7. Product Experience: Surprises and User Flow
-
Key Development Surprise ([24:43]):
- The visceral moment when the model worked well on browsing tasks for the first time.
- “Even though we thought it would work, honestly, just that it worked so well was pretty surprising.” (Issa Fulford, 24:44)
-
Performance and Speed ([25:34]):
- Not designed for instant response—prioritizes quality and thoroughness over speed.
- “Sometimes you don't want it to do really deep research, but you want it to do more than a search. I think that we will release things soon...and will fill that gap.” (Issa Fulford, 25:44)
-
Future Scalability—Long-Running Tasks ([26:54]):
- Envisions agents capable of working for days on research comparable to a human thesis or project.
8. Looking Forward: Unified Agents and the Road to AGI
-
Unified Agent Vision ([27:51]):
- Predicts agents capable of advanced multi-domain work (coding, planning trips, etc.)—with surprising improvements likely in the coming year.
- “A general agent that could do a lot of the… tasks that you would do in a lot of different areas... I hope that we'll get to a more unified experience.” (Issa Fulford, 27:54)
-
UX and Collaboration Model ([28:51]):
- Ideal interface: like collaborating with a remote coworker via Slack.
- Interoperability with user intervention and override capability.
-
Importance of Memory and Context ([18:34], [20:57]):
- Longer, more complex tasks magnify the need for agent memory and context management.

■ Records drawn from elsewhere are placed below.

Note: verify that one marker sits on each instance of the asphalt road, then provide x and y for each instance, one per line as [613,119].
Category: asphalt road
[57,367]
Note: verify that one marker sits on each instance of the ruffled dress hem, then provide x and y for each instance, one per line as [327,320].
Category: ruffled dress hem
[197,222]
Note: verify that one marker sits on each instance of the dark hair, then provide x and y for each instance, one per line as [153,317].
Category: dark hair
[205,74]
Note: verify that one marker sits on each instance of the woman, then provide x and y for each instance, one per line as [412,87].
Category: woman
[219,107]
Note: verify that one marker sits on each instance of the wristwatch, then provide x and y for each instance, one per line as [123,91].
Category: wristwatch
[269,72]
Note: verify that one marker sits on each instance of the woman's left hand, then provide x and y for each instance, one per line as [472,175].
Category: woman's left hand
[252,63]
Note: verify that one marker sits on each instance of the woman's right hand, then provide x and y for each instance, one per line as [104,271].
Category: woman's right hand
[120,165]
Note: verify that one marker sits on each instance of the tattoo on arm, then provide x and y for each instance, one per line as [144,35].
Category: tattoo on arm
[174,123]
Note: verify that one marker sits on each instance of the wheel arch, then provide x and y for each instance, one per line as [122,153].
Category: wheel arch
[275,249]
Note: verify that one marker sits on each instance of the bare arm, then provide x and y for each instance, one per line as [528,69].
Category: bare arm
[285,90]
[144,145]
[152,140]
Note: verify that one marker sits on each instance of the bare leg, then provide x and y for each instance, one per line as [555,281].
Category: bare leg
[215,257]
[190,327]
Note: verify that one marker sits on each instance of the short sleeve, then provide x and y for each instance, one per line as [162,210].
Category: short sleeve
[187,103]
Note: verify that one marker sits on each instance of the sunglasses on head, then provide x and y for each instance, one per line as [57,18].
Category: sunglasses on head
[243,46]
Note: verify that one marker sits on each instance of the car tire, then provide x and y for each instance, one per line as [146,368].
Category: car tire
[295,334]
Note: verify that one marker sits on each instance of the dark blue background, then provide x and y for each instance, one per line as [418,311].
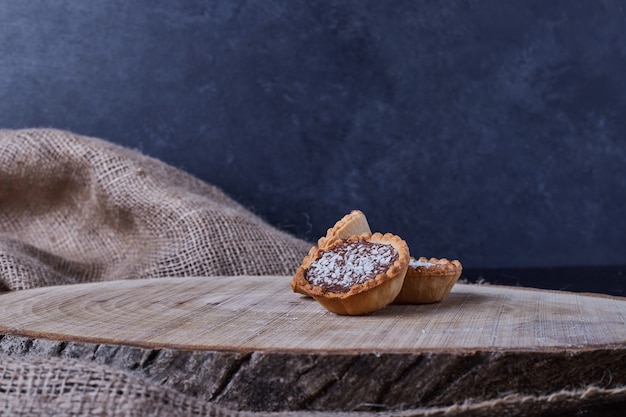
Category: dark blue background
[489,131]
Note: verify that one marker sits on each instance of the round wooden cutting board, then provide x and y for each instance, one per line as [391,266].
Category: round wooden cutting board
[250,342]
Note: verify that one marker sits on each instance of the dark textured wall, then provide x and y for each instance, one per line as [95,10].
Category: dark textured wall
[489,131]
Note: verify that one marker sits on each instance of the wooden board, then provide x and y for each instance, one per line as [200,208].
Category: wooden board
[261,313]
[523,340]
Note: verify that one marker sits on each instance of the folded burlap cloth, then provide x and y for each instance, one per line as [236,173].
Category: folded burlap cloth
[75,209]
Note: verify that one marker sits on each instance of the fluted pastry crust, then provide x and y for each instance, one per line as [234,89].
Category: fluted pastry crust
[428,280]
[359,298]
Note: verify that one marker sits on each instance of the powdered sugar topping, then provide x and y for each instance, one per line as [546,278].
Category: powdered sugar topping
[414,263]
[353,262]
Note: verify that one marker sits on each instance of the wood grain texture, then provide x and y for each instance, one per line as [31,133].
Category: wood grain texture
[251,343]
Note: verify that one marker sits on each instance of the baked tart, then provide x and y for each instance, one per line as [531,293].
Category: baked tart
[356,275]
[352,224]
[428,280]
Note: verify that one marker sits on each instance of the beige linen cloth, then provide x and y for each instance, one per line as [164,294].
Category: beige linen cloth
[75,209]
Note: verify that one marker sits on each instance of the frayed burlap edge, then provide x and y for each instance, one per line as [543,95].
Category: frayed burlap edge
[41,385]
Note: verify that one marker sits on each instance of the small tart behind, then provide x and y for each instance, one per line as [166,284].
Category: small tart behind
[359,298]
[428,280]
[352,224]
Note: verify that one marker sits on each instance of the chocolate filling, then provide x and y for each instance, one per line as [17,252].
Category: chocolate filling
[352,262]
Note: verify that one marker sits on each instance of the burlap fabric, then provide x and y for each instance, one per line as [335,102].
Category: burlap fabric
[75,209]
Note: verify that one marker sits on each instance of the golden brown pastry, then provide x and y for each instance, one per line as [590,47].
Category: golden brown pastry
[352,224]
[354,276]
[428,280]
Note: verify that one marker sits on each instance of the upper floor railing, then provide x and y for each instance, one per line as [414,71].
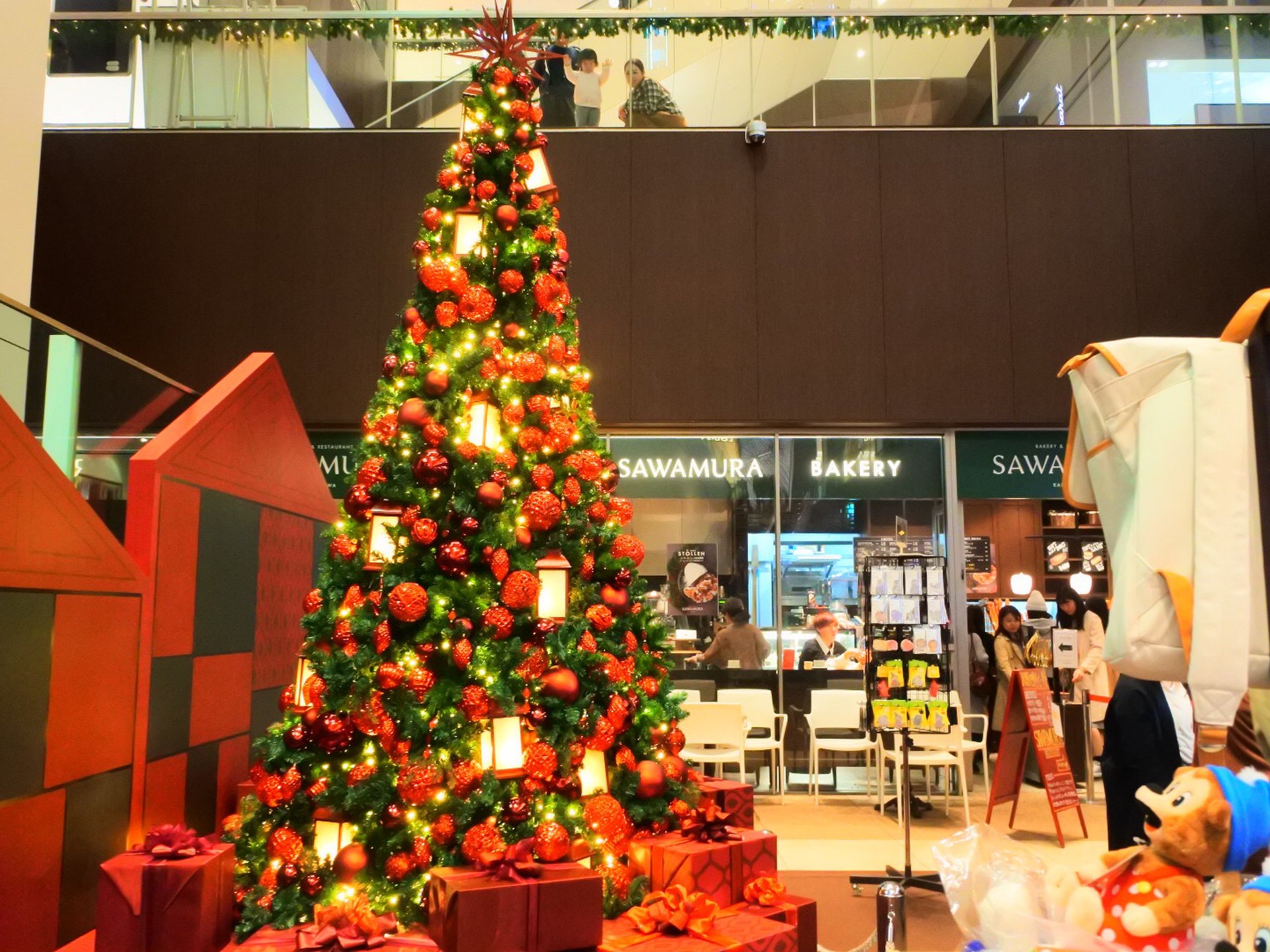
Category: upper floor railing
[243,63]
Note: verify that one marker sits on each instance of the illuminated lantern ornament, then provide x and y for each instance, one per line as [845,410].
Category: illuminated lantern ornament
[381,549]
[331,836]
[468,227]
[593,774]
[502,749]
[483,423]
[538,179]
[553,586]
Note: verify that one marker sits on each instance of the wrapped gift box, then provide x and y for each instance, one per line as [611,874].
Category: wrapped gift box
[730,797]
[719,870]
[748,932]
[285,941]
[798,912]
[469,910]
[165,905]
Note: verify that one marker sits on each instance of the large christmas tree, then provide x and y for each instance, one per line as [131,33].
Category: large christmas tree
[478,666]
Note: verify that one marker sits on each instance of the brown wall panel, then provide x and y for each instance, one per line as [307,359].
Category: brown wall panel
[906,277]
[944,272]
[1199,243]
[820,282]
[1071,259]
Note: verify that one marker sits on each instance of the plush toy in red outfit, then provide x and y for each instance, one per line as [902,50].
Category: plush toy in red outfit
[1148,898]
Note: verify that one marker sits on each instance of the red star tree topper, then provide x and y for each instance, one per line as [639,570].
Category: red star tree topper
[478,666]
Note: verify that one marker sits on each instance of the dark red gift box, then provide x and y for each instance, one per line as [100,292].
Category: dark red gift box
[746,933]
[719,870]
[470,910]
[730,797]
[165,905]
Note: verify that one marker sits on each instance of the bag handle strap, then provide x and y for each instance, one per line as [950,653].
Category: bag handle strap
[1246,319]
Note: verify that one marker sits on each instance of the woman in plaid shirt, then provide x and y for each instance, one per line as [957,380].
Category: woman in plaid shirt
[650,104]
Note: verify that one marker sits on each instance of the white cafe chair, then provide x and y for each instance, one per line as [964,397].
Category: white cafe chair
[839,711]
[760,714]
[947,750]
[714,734]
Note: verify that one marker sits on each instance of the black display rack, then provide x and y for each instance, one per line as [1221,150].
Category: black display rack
[905,601]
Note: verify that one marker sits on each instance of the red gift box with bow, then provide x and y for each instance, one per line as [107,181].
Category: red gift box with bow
[730,797]
[175,894]
[508,903]
[708,856]
[679,920]
[767,899]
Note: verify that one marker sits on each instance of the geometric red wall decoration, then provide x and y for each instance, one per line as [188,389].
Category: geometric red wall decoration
[93,686]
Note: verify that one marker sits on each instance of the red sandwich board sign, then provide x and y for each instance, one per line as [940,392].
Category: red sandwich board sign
[1029,719]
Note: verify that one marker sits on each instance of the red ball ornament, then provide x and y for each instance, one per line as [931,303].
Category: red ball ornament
[413,413]
[529,367]
[436,382]
[432,467]
[499,621]
[408,602]
[540,761]
[520,589]
[550,842]
[419,782]
[562,683]
[452,559]
[652,779]
[628,547]
[349,862]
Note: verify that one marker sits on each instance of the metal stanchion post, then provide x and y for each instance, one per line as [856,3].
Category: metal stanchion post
[892,933]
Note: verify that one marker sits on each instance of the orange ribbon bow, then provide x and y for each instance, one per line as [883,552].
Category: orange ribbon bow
[765,891]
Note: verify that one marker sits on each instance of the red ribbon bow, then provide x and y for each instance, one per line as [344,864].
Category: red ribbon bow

- Efficient context and accumulation over days or weeks is a crucial (and unsolved) challenge.
-
Final Reflections on Safety and Progress ([20:57]):
- “We would never ship anything that we don’t have very high confidence is safe... The stakes are way higher when [the agent] has access to your GitHub repositories and your passwords and your private data.” (Issa Fulford, 21:01)
Notable Quotes & Memorable Moments
- “[Training a model on browsing tasks and seeing it actually working]... was pretty incredible. Even though we thought it would work, honestly, just that it worked so well was pretty surprising.” (Issa Fulford, 24:43)
- “The level of abstraction of the human becomes higher… a year ago I was asking it to write a function for me and now I’m asking it to write a whole file and maybe next year it will make a whole PR for me...” (Issa Fulford, 14:04)
- “I kind of want [an agent] to be something that is just like… having a coworker on Slack... you can just ask to do things for you, send them a Slack message and then they'll start doing it and then you can review their work or help at some point.” (Issa Fulford, 28:51)
- “We trained it to have much longer outputs... So if you’re looking for something very comprehensive... Deep Research is... useful for those things.” (Issa Fulford, 23:05)
Key Timestamps
- 00:39 – Origin story and product ideation
- 02:37 – Product philosophy and alignment with AGI
- 04:00 – Prototyping and Demo building
- 05:59 – Custom data and tool creation
- 07:23 – Advice on reinforcement fine-tuning
- 10:29 – Model behavior and unexpected planning
- 11:18 – Safety, hallucinations, and trust
- 13:44 – The future: unified agents and automation
- 16:40 – Real-world uses and community impact
- 22:28 – Comparative advantages for specific tasks
- 24:43 – Biggest surprises in development
- 26:54 – Vision for long-running research agents
- 27:51 – The case and future of unified AI agents
- 28:51 – User interface and ‘co-worker’ model
- 30:11 – Final reflections on the unified agent as an extension of human ability
Tone & Takeaways
The conversation is candid, insightful, and pragmatic—balancing technical confidence (“everybody does kind of see a pretty clear path to this broadly capable agent” [19:07]), with humility about the real challenges (“There’s a lot of really hard safety questions that we need to figure out” [20:57]). The whole session provides both a front-row seat to the development of AI agents and actionable guidance for practitioners and researchers.